Cardiac transplantation is the standard therapy for treatment of refractory advanced heart failure and affords patients a median survival extending to more than 12 years in the modern era. A significant cause of mortality and morbidity associated with cardiac transplantation arises from failure of the cardiac allograft, which occurs from primary graft dysfunction, acute rejection, or cardiac vasculopathy. In many circumstances, acute failure of the cardiac allograft requires mechanical circulatory support (MCS) as a bridge to cardiac recovery or retransplantation.

In this issue of the Journal, Sanchez and colleagues report on the data from 81 patients receiving MCS for cardiac retransplantation from the United Network for Organ Sharing database and compared their outcomes with those of patients undergoing cardiac retransplantation without MCS (N = 383). Patients were bridged with MCS with either extracorporeal membrane oxygenation (n = 29; 35.8%), total artificial heart (n = 13; 16.0%), or temporary or durable ventricular assist device (n = 39; 48.1%). Twelve (14.8%) were supported with a second device before retransplant. Of the MCS group, 39% underwent retransplantation because of primary graft dysfunction or acute rejection, versus 6% of the non-MCS group, and 30% of the MCS cohort were listed for retransplantation for failure of the allograft as a result of allograft vasculopathy, compared with 59% of the non-MCS group. The 30-day mortality was significantly higher in the MCS group (17.8% vs 4.8%; P < .01). Patients bridged with a ventricular assist device or total artificial heart had midterm outcomes comparable to those of the non-MCS group.

Sanchez and colleagues have provided the MCS community with a valuable assessment of MCS support for cardiac retransplantation that demonstrates feasibility and reasonable long-term survival in light of the critical illness and complexity of issues with this group. There are a number of limitations in the report by Sanchez and colleagues. The study cohorts were small when comparing subgroups of patients stratified by device type and when assessing long-term outcomes, particularly when comparing outcomes with those of patients undergoing retransplantation without MCS. The numbers of patients alive at longer follow-up in the MCS group were exceedingly small: 18 patients at 4 years and only 9 patients at 6 years for all MCS and only 14 and 7 patients, respectively, for the subgroup receiving ventricular assist device or total artificial heart support.
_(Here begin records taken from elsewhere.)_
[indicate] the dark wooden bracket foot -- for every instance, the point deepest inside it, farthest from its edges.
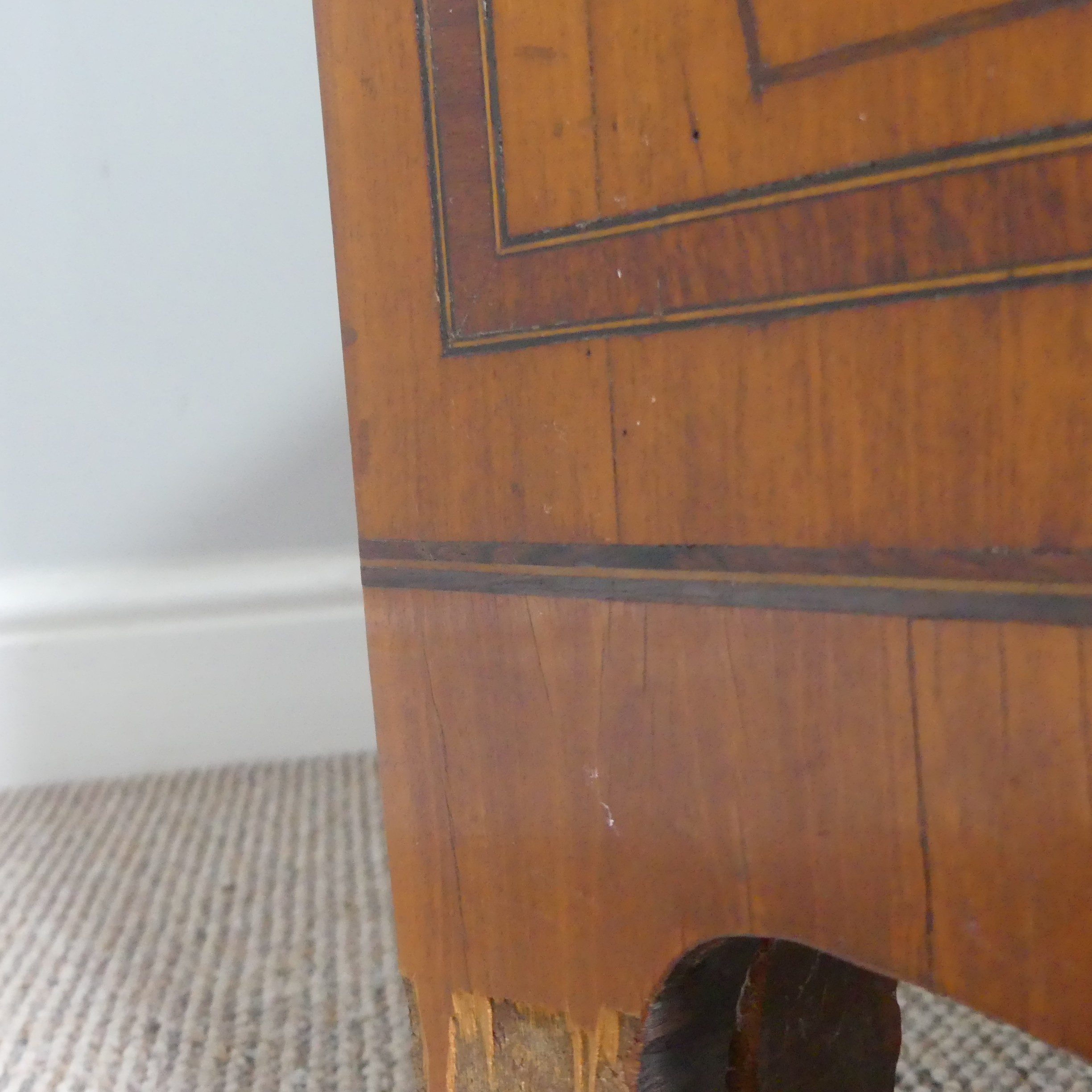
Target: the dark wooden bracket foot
(743, 1015)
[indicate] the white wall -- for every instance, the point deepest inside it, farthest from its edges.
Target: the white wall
(171, 386)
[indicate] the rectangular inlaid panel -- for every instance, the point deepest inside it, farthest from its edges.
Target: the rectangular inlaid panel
(640, 105)
(1004, 716)
(933, 425)
(703, 196)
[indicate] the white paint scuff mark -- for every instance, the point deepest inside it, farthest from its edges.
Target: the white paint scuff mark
(593, 776)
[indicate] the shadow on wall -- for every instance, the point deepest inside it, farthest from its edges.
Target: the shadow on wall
(216, 650)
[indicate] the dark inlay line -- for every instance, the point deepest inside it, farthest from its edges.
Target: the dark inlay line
(931, 34)
(1045, 608)
(755, 67)
(996, 565)
(1055, 271)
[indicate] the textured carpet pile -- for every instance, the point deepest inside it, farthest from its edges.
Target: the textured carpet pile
(232, 930)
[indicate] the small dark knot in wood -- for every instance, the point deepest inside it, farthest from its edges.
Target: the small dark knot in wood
(742, 1015)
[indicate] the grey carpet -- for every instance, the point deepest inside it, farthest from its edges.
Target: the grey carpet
(232, 931)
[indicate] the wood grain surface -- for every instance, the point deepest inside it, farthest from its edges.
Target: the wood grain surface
(520, 442)
(579, 791)
(1006, 770)
(623, 782)
(648, 77)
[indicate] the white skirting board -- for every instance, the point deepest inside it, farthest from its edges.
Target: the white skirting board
(116, 672)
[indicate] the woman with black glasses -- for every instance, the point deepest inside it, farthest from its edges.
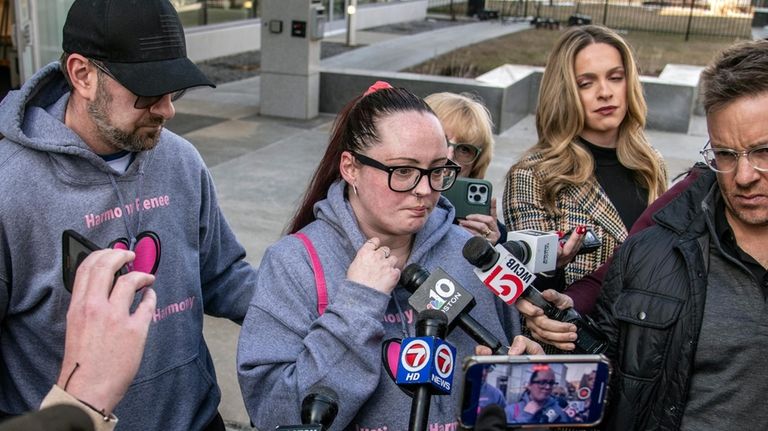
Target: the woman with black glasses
(372, 207)
(469, 129)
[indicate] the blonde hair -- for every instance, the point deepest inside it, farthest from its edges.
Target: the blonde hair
(471, 122)
(560, 119)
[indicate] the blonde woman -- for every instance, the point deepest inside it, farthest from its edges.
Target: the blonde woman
(469, 129)
(592, 166)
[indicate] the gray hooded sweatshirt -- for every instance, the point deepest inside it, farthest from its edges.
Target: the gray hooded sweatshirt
(286, 347)
(51, 181)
Inferences as to optimal device or assessment of outcomes are thus very limited. A second important limitation of the study is that the denominator of all patients receiving MCS for retransplantation indication is unknown, and only patients thought to be reasonable candidates and listed for transplantation were available for analysis in the United Network for Organ Sharing database. The number of patients receiving MCS for cardiac retransplantation but ultimately not relisted because of early death or complications that arose early after MCS use is thus unknown. The outcomes from this report are therefore potentially biased and may represent an overwhelmingly favorable outcome of MCS for this indication.
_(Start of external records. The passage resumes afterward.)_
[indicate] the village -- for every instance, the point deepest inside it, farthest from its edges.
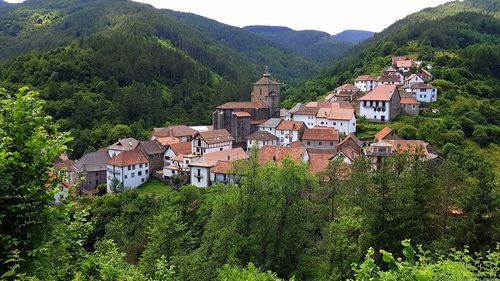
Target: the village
(314, 133)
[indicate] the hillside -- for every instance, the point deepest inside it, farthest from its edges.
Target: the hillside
(131, 67)
(461, 41)
(316, 45)
(353, 36)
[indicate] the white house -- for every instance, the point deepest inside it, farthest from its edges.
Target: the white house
(423, 92)
(122, 145)
(381, 104)
(130, 167)
(270, 125)
(366, 82)
(340, 116)
(200, 169)
(413, 79)
(260, 138)
(212, 141)
(289, 131)
(306, 115)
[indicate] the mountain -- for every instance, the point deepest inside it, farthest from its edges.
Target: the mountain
(130, 67)
(461, 41)
(315, 45)
(353, 36)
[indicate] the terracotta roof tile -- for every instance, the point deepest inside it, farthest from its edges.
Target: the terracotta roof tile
(290, 125)
(321, 133)
(380, 135)
(181, 148)
(262, 136)
(242, 105)
(381, 93)
(216, 136)
(128, 157)
(278, 153)
(210, 159)
(174, 131)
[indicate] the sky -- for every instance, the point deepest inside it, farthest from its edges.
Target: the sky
(332, 16)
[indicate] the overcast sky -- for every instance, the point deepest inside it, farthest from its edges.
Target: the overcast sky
(331, 16)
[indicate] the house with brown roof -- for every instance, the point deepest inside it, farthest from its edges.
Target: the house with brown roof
(386, 134)
(276, 154)
(90, 172)
(349, 148)
(338, 115)
(321, 138)
(381, 104)
(181, 132)
(154, 151)
(243, 118)
(130, 167)
(410, 104)
(261, 138)
(201, 169)
(423, 92)
(122, 145)
(211, 141)
(289, 131)
(366, 83)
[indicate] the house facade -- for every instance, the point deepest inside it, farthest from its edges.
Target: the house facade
(212, 141)
(289, 131)
(381, 104)
(200, 169)
(131, 168)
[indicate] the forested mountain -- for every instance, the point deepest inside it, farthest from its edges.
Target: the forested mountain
(353, 36)
(123, 67)
(461, 41)
(316, 45)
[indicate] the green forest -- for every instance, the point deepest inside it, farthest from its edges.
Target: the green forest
(70, 84)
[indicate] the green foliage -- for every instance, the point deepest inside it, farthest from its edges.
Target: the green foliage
(29, 141)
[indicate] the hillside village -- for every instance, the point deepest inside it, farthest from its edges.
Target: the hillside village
(315, 133)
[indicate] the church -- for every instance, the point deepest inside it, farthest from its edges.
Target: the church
(242, 119)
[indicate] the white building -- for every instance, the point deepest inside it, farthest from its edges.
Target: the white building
(339, 116)
(261, 138)
(122, 145)
(270, 125)
(289, 131)
(130, 167)
(200, 169)
(413, 79)
(423, 92)
(381, 104)
(366, 82)
(212, 141)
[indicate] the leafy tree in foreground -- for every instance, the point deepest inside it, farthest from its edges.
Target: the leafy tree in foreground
(29, 141)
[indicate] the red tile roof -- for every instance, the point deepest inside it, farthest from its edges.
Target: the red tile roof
(278, 153)
(242, 114)
(321, 134)
(290, 125)
(242, 105)
(181, 148)
(216, 136)
(381, 93)
(380, 135)
(128, 157)
(211, 159)
(174, 131)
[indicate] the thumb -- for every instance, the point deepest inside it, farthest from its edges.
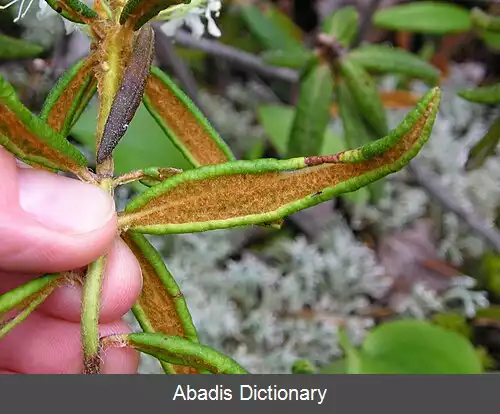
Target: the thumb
(57, 224)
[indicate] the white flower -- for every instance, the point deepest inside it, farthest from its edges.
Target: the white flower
(191, 15)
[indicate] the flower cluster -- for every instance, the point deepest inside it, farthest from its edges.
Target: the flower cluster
(191, 14)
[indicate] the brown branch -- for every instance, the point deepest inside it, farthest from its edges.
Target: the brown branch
(243, 59)
(428, 181)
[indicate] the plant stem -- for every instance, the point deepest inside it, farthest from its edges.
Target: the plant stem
(90, 307)
(12, 323)
(90, 316)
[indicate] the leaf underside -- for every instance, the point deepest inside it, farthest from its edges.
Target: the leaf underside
(251, 192)
(183, 123)
(161, 308)
(70, 96)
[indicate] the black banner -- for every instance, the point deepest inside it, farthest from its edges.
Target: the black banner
(248, 393)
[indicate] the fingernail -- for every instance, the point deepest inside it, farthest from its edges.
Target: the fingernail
(64, 204)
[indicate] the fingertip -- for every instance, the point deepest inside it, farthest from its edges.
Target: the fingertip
(121, 287)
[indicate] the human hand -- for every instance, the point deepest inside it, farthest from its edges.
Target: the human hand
(49, 224)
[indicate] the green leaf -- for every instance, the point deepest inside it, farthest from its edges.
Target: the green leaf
(178, 351)
(274, 30)
(492, 39)
(484, 148)
(357, 133)
(277, 121)
(32, 140)
(303, 367)
(312, 112)
(484, 20)
(365, 94)
(26, 299)
(12, 299)
(73, 10)
(136, 13)
(137, 150)
(491, 312)
(183, 123)
(70, 96)
(489, 273)
(485, 94)
(414, 347)
(382, 58)
(161, 307)
(342, 25)
(295, 59)
(11, 48)
(241, 193)
(424, 17)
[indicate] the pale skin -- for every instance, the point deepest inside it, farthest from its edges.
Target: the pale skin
(49, 224)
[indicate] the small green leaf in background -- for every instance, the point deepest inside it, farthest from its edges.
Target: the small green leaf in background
(303, 367)
(485, 94)
(485, 21)
(357, 133)
(484, 148)
(413, 347)
(144, 144)
(453, 322)
(11, 48)
(489, 273)
(312, 112)
(274, 29)
(365, 94)
(342, 25)
(424, 17)
(381, 58)
(492, 39)
(277, 120)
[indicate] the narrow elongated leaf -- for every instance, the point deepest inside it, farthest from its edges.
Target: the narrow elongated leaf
(240, 193)
(295, 59)
(32, 140)
(161, 308)
(485, 94)
(424, 17)
(178, 351)
(269, 28)
(129, 96)
(365, 94)
(26, 298)
(138, 12)
(70, 96)
(342, 25)
(73, 10)
(486, 147)
(136, 150)
(183, 123)
(16, 297)
(414, 347)
(357, 133)
(11, 48)
(484, 20)
(312, 113)
(382, 58)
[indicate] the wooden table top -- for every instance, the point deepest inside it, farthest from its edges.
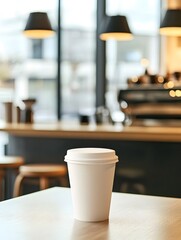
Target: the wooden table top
(48, 215)
(93, 131)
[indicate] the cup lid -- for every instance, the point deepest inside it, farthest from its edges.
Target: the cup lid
(91, 155)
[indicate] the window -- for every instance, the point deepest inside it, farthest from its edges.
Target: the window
(78, 25)
(27, 67)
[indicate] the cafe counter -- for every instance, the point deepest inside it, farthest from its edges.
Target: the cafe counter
(155, 150)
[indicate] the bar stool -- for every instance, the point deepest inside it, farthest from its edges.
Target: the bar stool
(132, 180)
(44, 172)
(7, 163)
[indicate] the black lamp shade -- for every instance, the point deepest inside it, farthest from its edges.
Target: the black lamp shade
(171, 25)
(115, 27)
(38, 26)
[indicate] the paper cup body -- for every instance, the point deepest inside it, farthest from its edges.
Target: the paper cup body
(91, 176)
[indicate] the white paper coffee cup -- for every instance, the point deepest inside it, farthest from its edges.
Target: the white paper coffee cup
(91, 174)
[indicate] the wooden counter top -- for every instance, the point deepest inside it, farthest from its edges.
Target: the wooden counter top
(48, 215)
(75, 130)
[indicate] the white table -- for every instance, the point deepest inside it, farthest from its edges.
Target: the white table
(48, 215)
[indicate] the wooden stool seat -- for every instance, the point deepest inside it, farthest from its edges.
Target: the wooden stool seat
(42, 171)
(10, 162)
(7, 162)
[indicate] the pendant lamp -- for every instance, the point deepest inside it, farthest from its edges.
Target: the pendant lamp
(171, 25)
(115, 27)
(38, 26)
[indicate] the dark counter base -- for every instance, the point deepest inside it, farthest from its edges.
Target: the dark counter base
(160, 161)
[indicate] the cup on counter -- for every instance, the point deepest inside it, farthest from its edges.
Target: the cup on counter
(91, 174)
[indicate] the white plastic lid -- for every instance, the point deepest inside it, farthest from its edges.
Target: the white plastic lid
(91, 155)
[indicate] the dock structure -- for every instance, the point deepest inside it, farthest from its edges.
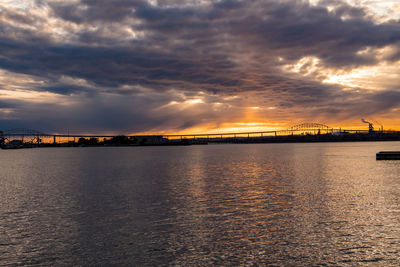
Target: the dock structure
(306, 132)
(388, 155)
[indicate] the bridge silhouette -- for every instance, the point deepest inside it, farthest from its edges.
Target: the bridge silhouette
(34, 136)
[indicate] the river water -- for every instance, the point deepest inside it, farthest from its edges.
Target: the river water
(244, 204)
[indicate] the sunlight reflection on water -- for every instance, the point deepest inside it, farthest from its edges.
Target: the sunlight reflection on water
(282, 204)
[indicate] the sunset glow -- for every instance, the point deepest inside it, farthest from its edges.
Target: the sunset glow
(199, 66)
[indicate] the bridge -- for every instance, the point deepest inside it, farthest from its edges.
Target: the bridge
(38, 137)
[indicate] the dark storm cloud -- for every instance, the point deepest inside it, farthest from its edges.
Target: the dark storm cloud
(222, 48)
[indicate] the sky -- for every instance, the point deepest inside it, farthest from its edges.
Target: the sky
(197, 66)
The results of using MCS as a bridge to cardiac retransplantation reported by Sanchez and colleagues are not entirely unexpected. What effect the new changes in the heart allocation system will have on provider biases in feasibility and the decision to proceed with MCS for cardiac retransplantation are unknown, but rigorous follow-up will be needed to determine the effect on overall use and outcomes of MCS for this indication.